Petronille Vaweka, a tireless peace activist from eastern DR Congo who’s now up for a prestigious award, recalls tense exchanges with militiamen, and the horrors of war in her native Ituri province.
The 75-year-old has spent decades pushing for peace in Ituri, a gold-rich province where brutal violence between the Hema and Lendu communities has raged on-and-off since 1999.
Born in 1948, in Ituri’s capital Bunia, Vaweka first worked for the NGO Oxfam and then launched the organisation, Foundation for Lasting Peace, which advocated a ceasefire.
Vaweka negotiated with “militia leaders to secure access to humanitarians coming to the aid of displaced people” in this role, she told AFP in an interview, in an atmosphere of “intense hostility and suspicion”.
At one point, the conflict reached Bunia itself, and militants raped women and decapitated people.
“People were walking around the city carrying heads. It was horror,” Vaweka said, adding that she had hidden both Hema and Lendu people in her home during the period.
In 2003, the peace activist was elected president of Ituri’s special interim assembly, an institution designed to get the militants talking to each other, instead of killing.
Vaweka’s role was to “direct discussions, to calm emotions,” she said.
But she was in position only three days when Ugandan troops — who had allied themselves with local militias and occupied Ituri — kidnapped her and threatened to kill her if she didn’t step down.
“Since when should a woman have such a big responsibility?” one of the soldiers reportedly asked her.
Vaweka was released the same day after refusing to resign.
The activist is one of four finalists for the Women Building Peace Award, organised by the United States Institute of Peace, a federal institution focused on conflict resolution.

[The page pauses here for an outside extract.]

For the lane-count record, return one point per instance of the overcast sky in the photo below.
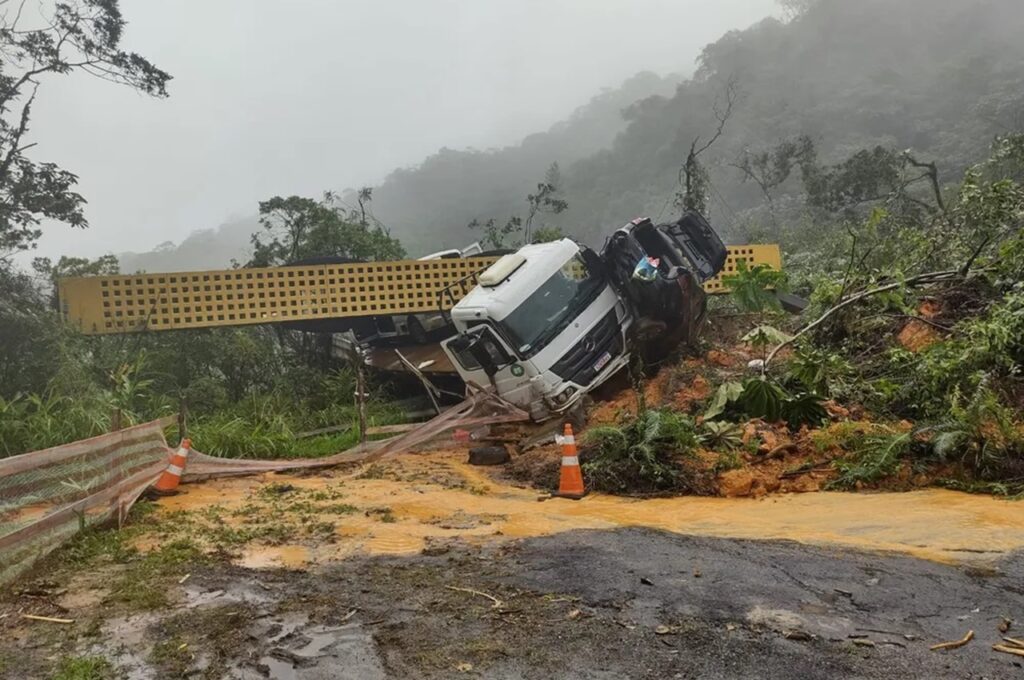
(274, 96)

The winner is due to be announced on Friday.
‘Sitting on a volcano’
In April 2004, Vaweka was nominated as district commissioner for Ituri, a position equivalent to that of a provincial governor today.

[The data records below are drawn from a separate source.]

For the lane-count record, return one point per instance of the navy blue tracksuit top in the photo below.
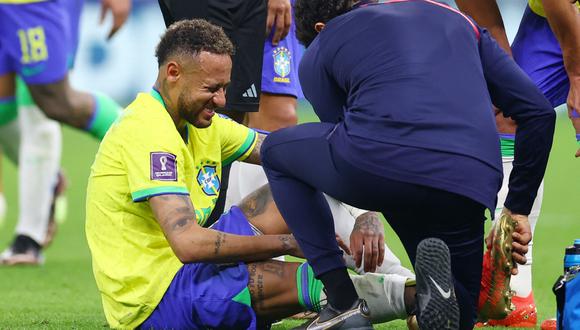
(410, 87)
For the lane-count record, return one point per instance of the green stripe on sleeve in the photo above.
(244, 148)
(244, 297)
(144, 194)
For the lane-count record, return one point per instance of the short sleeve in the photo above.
(237, 141)
(154, 162)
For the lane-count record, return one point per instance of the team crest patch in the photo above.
(282, 61)
(163, 166)
(208, 180)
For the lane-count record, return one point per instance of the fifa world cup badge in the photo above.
(282, 58)
(208, 180)
(163, 166)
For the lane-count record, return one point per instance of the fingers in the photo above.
(522, 238)
(489, 240)
(279, 18)
(342, 245)
(515, 270)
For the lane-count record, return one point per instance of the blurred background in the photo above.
(126, 64)
(62, 293)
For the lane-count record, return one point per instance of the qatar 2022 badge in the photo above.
(282, 64)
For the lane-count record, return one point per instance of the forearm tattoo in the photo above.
(254, 157)
(256, 286)
(368, 222)
(257, 202)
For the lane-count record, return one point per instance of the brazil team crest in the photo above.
(208, 180)
(282, 64)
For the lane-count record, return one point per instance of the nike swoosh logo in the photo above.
(445, 294)
(334, 321)
(28, 71)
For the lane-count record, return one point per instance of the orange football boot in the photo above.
(524, 316)
(495, 294)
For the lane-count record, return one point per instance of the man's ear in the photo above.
(172, 71)
(319, 26)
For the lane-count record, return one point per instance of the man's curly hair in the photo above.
(190, 37)
(310, 12)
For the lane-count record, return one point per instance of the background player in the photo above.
(368, 151)
(547, 48)
(34, 143)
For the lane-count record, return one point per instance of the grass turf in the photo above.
(62, 293)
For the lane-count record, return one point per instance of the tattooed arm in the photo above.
(254, 157)
(193, 243)
(368, 238)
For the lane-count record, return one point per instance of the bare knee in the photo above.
(276, 111)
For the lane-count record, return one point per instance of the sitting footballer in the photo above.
(153, 184)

“My mission was to stop the war,” she said. “It’s true, the armed groups are murderers, but each time they made a promise, they kept it”.

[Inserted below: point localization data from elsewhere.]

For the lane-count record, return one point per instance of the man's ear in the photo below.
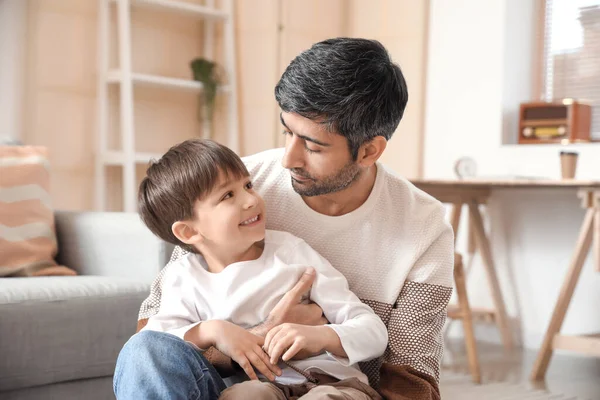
(370, 152)
(184, 231)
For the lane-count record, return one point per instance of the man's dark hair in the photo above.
(187, 172)
(349, 84)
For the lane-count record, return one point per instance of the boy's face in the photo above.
(231, 216)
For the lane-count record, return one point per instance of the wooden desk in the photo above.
(473, 193)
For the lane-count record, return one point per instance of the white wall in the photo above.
(479, 70)
(12, 39)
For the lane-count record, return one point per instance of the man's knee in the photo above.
(252, 390)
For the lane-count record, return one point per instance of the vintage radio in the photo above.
(554, 122)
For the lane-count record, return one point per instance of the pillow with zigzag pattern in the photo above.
(27, 237)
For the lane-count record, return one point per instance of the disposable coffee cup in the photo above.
(568, 164)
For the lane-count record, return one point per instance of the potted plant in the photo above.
(207, 73)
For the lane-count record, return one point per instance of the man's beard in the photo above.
(340, 181)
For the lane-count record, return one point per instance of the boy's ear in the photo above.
(185, 232)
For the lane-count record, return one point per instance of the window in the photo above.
(571, 54)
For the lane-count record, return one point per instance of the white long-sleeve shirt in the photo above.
(244, 293)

After four years and the intervention of a European military force, peace and state authority was restored in the province.
“It wasn’t easy, but we managed it,” Vaweka said, highlighting that some warlords were brought before the International Criminal Court in The Hague.
But the conflict began to surge again in 2017 and has continued since.
“There was no proper follow-up. People forgot that they were sitting on a volcano,” she said.
Militias have plagued much of eastern Democratic Republic of Congo for years, a legacy of regional wars that flared in the 1990s and 2000s.
Vaweka has lived in the capital Kinshasa since 2008, where she runs a peace organisation as well as a farm.
“I belong to civil society, and as such I retain my freedom,” she said, explaining that she put little trust in politicians.
The DRC is scheduled to hold presidential and parliamentary elections on December 20. But Vaweka is unsure who she will vote for.
She continues to crisscross central Africa’s Great Lakes region, meeting representatives of armed groups.
Vaweka said that if she wins the prize, it will be a “gift for the DRC” — and all the people in the grassroots who are fighting to change the country.